For at least a decade, Nashville has been talking about what to do with its fairground speedway. Last month, Nashville’s mayor and Bristol Motor Speedway presented their proposal to restore the track. This month fans and opponents lined up to weigh in on a chance to restore the property.
In a 2011 referendum, Nashville residents voted to keep operating and maintaining the racetrack. After decades of delayed maintenance, Mayor John Cooper now has an idea that will get taxpayers off the hook for the bill.
Longtime speed racing fans like Jesse Yeager are clinching to the track’s 118-year history and the promise to keep it open.

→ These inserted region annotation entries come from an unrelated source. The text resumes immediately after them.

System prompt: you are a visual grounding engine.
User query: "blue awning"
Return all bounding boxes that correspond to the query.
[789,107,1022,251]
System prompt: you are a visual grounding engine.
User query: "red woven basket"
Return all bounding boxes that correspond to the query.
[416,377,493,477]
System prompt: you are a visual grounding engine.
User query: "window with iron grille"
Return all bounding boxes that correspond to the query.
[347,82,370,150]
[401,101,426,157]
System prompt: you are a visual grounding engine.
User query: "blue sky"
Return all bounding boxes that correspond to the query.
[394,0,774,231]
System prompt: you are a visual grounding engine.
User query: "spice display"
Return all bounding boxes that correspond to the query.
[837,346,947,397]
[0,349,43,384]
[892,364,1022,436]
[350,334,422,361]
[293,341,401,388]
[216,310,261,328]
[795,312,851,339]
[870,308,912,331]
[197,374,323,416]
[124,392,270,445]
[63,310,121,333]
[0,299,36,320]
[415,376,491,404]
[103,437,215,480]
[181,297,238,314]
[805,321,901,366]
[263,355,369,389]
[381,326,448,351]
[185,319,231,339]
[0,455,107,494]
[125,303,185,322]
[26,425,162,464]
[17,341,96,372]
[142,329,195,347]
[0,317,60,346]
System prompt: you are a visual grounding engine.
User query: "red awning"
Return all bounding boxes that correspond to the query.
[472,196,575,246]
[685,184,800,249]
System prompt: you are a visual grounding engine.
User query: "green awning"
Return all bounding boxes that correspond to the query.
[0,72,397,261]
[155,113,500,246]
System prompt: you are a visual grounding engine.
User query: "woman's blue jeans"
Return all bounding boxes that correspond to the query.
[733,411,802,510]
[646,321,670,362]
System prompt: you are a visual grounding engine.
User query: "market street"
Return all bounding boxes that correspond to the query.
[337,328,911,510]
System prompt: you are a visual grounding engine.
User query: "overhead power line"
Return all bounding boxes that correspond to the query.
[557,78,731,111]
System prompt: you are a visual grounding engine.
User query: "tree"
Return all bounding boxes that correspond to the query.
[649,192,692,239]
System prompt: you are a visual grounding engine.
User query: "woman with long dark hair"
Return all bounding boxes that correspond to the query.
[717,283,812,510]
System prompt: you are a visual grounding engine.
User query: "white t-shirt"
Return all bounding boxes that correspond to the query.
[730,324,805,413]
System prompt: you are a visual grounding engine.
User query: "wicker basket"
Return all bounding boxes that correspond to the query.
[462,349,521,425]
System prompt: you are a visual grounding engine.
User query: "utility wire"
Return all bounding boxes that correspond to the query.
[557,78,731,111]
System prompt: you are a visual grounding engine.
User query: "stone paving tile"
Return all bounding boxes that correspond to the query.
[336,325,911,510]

“At a time when our city is growing and eliminating so many historical places there’s a unique opportunity here to not only restore,” she says. “But preserve such an important piece of our city’s history and culture.”
But residents like Chris Highsmith are concerned about noise, lack of infrastructure for cars and the financial risks.
“I don’t actually, personally, oppose the track,” he says. “But it needs to be responsibly developed. It needs to be developed in a way that doesn’t impact the neighborhood around.”
Cooper attempted to address some of these concerns by saying there will only be 10 motorsports event weekends, practice days will be reduced from 25 to 20 per year and Metro is guaranteeing a 50% noise reduction.
In the new year, the Fair Commissioners Board will dig into Cooper’s proposal and hold another public hearing.